In un primo pomeriggio ci sono decine di persone: anziani, più giovani, qualche ragazzo. Molti a lanciare bocce, tanti a guardare. "Ma la cosa importante guardi - dicono parecchi - è stare insieme".

Qui c'è una grande tradizione e i nomi dei campioni del passato li snocciolano a memoria: Mario Anichini, Gino Bertelli, Piero Maffei e tanti altri. C'è gente che viene da quaranta anni ( in estate e in inverno, il bocciodromo è infatti coperto ), i più giovani che si sono avvicinati ora affascinati dal gioco di sponde e dalla buca che ingoia le palle in fondo alla pista lunga più di venti metri e larga cinque, la volontà di condividere una passione.
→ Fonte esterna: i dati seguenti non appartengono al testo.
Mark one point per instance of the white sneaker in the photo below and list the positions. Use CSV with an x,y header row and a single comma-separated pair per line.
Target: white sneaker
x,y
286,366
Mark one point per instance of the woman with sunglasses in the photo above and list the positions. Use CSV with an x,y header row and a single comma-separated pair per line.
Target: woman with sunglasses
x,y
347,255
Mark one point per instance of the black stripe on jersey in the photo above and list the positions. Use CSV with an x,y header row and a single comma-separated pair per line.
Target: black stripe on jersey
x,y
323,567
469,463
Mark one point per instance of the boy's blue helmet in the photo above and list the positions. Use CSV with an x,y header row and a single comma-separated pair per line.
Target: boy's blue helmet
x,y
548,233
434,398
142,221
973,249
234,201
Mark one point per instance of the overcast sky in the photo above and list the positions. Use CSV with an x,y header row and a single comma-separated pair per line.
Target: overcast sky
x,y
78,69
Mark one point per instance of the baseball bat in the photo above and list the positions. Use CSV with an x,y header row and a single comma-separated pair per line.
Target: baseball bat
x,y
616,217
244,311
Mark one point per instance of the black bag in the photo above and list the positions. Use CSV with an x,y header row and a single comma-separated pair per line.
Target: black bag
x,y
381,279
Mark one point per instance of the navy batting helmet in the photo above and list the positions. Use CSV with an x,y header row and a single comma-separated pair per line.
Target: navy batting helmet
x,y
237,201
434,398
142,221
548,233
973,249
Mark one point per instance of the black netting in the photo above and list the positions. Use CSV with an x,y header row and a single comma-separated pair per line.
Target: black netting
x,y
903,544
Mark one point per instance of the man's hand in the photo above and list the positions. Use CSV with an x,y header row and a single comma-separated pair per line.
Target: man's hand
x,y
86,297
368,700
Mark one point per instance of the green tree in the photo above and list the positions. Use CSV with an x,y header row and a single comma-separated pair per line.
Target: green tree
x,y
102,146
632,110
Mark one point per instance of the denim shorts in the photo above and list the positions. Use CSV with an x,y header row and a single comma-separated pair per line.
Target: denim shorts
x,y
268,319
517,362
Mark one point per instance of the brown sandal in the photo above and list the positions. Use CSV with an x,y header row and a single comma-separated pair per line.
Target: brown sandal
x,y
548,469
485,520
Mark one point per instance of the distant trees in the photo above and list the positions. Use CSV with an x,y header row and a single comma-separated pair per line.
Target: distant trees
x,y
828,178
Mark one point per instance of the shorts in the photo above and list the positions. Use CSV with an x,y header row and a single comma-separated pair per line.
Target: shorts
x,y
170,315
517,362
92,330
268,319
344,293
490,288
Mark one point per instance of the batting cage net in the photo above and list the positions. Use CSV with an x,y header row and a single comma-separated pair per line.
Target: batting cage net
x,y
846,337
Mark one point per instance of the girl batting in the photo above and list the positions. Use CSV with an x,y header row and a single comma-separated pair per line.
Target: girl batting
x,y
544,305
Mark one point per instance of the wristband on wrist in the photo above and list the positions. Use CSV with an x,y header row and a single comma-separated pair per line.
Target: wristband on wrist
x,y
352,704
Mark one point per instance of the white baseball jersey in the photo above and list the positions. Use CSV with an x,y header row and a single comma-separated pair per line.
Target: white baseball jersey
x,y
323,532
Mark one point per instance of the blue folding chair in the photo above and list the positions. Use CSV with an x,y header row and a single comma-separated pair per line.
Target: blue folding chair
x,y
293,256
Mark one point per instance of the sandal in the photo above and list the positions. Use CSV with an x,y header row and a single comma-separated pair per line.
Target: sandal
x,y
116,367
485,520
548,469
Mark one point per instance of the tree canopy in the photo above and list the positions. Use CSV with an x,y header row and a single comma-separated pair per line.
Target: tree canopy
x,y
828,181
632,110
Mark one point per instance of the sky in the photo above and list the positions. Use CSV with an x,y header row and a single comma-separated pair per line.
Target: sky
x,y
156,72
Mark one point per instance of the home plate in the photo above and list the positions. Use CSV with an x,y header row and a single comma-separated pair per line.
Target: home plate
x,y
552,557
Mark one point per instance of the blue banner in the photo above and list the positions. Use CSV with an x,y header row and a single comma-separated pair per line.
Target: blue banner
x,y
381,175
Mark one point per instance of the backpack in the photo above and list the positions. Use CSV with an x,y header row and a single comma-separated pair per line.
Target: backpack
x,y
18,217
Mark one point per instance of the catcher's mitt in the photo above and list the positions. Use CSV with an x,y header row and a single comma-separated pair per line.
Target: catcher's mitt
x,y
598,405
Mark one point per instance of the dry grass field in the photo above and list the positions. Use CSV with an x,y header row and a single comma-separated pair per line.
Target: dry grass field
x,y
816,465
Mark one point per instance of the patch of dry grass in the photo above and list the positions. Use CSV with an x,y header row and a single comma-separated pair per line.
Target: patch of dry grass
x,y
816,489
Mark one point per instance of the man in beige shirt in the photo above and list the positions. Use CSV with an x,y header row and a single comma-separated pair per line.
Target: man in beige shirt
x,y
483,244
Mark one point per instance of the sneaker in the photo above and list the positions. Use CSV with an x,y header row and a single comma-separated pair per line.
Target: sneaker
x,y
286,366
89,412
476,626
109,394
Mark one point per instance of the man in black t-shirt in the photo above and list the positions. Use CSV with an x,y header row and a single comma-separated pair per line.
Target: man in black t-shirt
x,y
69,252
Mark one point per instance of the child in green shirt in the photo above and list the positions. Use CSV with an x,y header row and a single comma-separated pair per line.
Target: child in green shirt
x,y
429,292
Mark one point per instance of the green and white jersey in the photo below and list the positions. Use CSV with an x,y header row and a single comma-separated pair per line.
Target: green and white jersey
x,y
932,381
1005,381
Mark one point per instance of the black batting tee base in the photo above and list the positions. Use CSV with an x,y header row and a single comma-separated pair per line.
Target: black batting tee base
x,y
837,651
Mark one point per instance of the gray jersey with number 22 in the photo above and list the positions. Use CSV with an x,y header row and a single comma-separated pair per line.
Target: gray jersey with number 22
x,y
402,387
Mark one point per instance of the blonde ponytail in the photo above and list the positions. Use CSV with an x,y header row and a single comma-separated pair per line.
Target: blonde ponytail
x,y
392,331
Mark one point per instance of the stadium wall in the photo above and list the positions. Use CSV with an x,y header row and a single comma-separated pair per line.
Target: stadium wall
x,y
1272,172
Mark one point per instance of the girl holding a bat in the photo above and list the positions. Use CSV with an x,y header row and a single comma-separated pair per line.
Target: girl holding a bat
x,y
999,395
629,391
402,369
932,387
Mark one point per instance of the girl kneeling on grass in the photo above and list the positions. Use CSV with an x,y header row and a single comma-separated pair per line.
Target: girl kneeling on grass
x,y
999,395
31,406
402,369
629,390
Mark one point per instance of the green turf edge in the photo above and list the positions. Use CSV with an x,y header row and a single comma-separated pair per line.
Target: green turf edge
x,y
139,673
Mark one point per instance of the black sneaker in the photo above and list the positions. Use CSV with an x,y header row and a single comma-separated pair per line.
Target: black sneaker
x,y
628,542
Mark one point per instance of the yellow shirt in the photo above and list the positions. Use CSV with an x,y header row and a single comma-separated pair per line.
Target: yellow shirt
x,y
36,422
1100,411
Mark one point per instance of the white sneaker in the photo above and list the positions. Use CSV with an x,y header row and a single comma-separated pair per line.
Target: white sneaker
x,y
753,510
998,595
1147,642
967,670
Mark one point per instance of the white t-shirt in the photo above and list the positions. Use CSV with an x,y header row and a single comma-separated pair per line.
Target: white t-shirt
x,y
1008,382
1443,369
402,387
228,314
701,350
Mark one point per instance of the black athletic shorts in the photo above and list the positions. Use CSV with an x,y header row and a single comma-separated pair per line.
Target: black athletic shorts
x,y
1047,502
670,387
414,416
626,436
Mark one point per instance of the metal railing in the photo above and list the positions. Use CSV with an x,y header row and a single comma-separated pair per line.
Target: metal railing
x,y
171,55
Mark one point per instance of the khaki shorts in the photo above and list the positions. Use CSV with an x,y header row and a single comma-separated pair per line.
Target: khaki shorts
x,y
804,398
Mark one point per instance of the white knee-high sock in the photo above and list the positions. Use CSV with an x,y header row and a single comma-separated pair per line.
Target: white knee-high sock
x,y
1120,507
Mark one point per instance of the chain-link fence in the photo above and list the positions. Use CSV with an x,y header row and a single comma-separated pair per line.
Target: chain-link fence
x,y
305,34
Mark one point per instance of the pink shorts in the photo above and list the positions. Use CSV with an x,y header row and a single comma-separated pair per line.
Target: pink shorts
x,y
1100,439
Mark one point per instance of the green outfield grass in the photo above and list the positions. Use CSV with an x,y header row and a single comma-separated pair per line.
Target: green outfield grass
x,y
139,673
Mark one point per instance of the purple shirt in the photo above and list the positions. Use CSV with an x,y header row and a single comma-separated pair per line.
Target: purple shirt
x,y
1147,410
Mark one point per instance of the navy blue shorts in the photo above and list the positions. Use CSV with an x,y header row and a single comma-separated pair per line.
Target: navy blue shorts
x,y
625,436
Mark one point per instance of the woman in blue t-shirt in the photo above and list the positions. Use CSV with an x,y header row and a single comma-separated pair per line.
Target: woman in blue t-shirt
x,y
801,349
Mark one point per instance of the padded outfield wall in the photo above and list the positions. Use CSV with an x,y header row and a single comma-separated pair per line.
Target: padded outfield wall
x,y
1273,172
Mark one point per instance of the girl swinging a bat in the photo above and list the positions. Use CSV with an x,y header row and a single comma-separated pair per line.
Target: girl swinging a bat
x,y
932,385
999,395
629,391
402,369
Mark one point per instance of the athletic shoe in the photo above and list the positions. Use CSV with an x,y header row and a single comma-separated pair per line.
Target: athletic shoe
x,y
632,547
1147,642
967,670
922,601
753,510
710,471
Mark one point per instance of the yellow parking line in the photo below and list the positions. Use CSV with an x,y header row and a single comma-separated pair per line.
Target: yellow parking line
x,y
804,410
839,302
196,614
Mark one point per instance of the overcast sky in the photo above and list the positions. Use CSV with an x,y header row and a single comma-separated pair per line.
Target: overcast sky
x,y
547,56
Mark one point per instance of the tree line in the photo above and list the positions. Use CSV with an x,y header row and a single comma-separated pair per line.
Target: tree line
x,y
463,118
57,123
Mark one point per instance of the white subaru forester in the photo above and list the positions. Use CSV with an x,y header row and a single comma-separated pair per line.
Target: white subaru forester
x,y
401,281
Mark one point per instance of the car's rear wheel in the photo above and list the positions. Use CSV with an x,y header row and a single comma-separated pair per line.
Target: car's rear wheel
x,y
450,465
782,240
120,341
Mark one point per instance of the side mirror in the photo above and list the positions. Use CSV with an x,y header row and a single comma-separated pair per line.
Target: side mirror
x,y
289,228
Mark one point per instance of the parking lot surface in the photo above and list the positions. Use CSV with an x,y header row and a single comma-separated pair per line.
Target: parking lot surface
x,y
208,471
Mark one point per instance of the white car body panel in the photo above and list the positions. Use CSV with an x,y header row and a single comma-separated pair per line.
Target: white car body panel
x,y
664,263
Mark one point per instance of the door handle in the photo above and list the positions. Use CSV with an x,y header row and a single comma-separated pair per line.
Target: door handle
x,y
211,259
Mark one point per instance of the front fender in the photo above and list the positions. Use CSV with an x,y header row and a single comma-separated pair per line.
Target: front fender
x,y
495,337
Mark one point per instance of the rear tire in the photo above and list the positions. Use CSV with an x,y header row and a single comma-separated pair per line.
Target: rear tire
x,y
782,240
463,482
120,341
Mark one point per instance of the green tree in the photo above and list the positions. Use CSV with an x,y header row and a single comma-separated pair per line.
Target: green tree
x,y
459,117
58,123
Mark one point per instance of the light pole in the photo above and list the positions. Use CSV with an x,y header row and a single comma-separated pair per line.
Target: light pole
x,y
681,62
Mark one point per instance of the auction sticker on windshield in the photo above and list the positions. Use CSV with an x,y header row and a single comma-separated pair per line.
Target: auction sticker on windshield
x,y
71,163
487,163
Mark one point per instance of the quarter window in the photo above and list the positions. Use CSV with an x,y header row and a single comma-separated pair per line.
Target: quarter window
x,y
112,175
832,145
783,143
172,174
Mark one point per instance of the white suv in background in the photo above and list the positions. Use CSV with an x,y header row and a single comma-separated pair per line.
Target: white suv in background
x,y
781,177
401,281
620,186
"Per la fiera di San Casciano, una delle più importanti della zona, non ci stavamo dalla gente presente - raccontano - nel passato c'erano squadre e tornei di grande livello". Sfide avvincenti che ritornano nella memoria e che oggi si rivivono, in singole, a coppia, a squadre di tre o quattro.

Soldi? Oggi no, è una tradizione finita nel cassetto, ma negli anni d'oro c'è chi è pronto a giurare che qualche giocatore in gamba è riuscito a vincere somme discrete.

Sempre con un occhio al pallaio e alle sue regole, fatte di astuzia, potenza, valutazioni di centimetri, furbizia e un pizzico di fortuna, come in ogni sport che si rispetti.